It wouldn't matter for a minute or two he thought, and surely a boat is no more difficult to manage than a bicycle.

But a boat really seems to be like a horse, and knows when there is a lubber at the helm.

It was not a squall—a real squall—only a bit of a puff, but Antony couldn't let fly the sheet in time, and the tiller got in the way. It is to be feared that he said, 'Hang the thing!' but he found himself in the water next moment in a dreadfully awkward position, with the Jenny Wren on her side.
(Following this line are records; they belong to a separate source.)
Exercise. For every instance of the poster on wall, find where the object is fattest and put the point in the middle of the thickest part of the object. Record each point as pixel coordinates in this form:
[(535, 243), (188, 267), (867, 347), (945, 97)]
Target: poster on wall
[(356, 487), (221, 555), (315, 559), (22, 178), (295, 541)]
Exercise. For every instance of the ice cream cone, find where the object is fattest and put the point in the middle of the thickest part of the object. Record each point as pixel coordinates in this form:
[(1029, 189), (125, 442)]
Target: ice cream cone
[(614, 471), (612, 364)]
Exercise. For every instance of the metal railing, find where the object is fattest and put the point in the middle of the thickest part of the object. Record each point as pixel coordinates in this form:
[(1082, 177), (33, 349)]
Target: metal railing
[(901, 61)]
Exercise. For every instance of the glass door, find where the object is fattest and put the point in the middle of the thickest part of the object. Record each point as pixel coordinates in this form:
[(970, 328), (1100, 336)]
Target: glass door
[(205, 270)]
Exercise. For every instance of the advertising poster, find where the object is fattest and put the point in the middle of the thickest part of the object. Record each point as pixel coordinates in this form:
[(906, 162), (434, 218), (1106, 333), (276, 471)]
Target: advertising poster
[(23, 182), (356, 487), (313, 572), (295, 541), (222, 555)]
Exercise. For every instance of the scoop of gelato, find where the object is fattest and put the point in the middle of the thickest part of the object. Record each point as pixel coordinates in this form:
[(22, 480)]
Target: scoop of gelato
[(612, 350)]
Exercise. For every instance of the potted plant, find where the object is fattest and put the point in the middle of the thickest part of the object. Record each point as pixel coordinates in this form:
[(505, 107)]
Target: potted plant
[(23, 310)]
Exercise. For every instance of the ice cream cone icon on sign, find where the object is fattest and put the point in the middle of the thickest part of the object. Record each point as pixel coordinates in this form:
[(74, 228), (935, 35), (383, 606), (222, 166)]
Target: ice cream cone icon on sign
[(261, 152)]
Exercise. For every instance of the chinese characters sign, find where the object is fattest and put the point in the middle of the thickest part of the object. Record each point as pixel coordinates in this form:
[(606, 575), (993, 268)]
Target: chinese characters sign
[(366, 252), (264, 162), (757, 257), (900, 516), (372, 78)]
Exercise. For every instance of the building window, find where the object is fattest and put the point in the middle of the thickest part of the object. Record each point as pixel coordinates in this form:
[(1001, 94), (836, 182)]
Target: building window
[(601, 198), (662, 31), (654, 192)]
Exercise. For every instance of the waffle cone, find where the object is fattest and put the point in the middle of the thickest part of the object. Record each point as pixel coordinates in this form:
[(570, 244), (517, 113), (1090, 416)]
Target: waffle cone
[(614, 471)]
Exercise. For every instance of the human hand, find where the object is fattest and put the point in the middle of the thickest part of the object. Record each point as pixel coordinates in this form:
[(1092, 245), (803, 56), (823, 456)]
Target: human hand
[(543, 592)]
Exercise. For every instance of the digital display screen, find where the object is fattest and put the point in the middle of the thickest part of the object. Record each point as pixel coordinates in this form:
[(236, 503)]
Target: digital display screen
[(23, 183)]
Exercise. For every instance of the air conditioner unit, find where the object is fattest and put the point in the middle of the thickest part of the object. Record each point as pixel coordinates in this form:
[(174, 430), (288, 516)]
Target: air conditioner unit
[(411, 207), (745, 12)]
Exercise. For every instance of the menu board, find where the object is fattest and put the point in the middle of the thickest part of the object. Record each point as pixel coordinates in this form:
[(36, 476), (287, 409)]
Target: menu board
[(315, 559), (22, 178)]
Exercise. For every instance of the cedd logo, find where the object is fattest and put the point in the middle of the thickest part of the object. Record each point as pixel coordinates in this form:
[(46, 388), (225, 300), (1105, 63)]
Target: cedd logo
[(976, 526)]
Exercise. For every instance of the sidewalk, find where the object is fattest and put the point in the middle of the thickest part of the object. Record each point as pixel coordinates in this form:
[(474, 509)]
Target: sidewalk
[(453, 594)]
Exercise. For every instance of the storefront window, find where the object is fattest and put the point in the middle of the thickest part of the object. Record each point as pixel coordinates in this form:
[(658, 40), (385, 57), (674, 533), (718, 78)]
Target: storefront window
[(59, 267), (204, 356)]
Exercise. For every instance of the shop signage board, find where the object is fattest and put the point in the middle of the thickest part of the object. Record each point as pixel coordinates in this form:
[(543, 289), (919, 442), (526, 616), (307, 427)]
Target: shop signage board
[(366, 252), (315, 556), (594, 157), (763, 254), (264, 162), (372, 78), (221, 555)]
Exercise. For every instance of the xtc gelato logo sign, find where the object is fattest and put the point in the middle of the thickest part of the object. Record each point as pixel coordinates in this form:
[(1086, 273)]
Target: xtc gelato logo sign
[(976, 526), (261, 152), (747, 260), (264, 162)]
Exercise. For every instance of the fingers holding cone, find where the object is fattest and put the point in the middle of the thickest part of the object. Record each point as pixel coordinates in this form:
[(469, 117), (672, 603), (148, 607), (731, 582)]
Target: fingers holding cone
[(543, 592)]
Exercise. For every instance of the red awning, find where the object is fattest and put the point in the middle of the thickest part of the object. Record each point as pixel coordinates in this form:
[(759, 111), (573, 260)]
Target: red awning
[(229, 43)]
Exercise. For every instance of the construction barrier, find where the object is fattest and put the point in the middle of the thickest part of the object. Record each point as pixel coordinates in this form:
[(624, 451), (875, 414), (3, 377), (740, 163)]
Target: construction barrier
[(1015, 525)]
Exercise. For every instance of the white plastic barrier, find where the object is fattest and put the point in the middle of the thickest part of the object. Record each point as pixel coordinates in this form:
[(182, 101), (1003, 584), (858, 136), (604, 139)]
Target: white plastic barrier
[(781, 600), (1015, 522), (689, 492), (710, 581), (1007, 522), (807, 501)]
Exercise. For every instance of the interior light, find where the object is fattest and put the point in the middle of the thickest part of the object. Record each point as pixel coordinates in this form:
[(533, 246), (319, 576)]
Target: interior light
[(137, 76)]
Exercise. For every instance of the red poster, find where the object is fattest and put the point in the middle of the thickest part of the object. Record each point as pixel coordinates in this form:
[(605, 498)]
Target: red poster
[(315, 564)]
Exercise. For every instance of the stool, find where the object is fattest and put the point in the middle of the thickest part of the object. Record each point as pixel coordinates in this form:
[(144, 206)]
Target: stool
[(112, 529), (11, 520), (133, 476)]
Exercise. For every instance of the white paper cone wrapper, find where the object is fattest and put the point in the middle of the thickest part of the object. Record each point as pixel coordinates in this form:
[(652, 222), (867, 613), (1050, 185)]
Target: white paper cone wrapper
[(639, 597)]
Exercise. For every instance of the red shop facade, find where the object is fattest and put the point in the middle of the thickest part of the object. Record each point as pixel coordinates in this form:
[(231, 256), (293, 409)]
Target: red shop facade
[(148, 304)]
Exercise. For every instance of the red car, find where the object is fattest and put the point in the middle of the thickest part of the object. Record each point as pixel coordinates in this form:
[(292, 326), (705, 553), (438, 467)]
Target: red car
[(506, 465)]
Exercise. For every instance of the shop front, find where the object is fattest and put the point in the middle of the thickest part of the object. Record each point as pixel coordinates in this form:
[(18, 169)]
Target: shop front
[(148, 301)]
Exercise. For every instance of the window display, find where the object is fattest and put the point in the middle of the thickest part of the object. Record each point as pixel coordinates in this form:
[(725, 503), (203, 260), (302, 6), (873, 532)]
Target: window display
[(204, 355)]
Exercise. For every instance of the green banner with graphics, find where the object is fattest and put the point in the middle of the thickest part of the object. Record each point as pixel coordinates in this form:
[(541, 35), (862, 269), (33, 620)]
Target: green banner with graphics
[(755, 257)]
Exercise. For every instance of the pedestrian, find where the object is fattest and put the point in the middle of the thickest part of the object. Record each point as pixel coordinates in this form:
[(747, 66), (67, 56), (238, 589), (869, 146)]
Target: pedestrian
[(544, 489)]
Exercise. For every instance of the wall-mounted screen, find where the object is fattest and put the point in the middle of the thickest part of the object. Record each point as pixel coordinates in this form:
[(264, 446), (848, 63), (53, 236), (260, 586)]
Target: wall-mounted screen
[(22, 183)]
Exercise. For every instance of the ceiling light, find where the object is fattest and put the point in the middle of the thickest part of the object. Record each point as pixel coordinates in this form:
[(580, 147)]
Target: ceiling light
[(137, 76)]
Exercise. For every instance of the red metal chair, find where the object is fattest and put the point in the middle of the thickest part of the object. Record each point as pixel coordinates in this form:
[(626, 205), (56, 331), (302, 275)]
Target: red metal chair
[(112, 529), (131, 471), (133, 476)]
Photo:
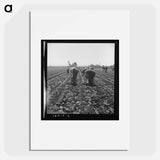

He sank, and perhaps it was well for him he did, for he managed to clear his feet; and although the water was roaring in his ears, and he had swallowed a lot of it, he got to the surface and at once struck out for the boat, which was only a short distance off.

He thought he could right her. He was mistaken, for he only puffed himself, and the Jenny filled and slowly sank, sail and broken mast and all.

Antony could not have believed it was so difficult to swim a long way with clothes on. At first it appeared to be so easy. But, instead of getting nearer to the shore, it looked receding from him. He tried floating. Oh, it was horrible, so he began to swim again; but soon got excited and put more strokes into it than there was any necessity for.

He tried treading water, but the cruel waves lapped up over his face and almost suffocated him. Poor Antony was drowning!

He knew not that, at this very moment, two men in a camp-boat were dashing rapidly on towards him.

Drowning!

Did the events of his past life come up in review before him? No, that is but landlubbers' nonsense. There were the horrid noises in his ears, flashes of bright confused light in his eyes, a terrible sensation of choking, and a feeling of pain in the top of the head, then—nothingness.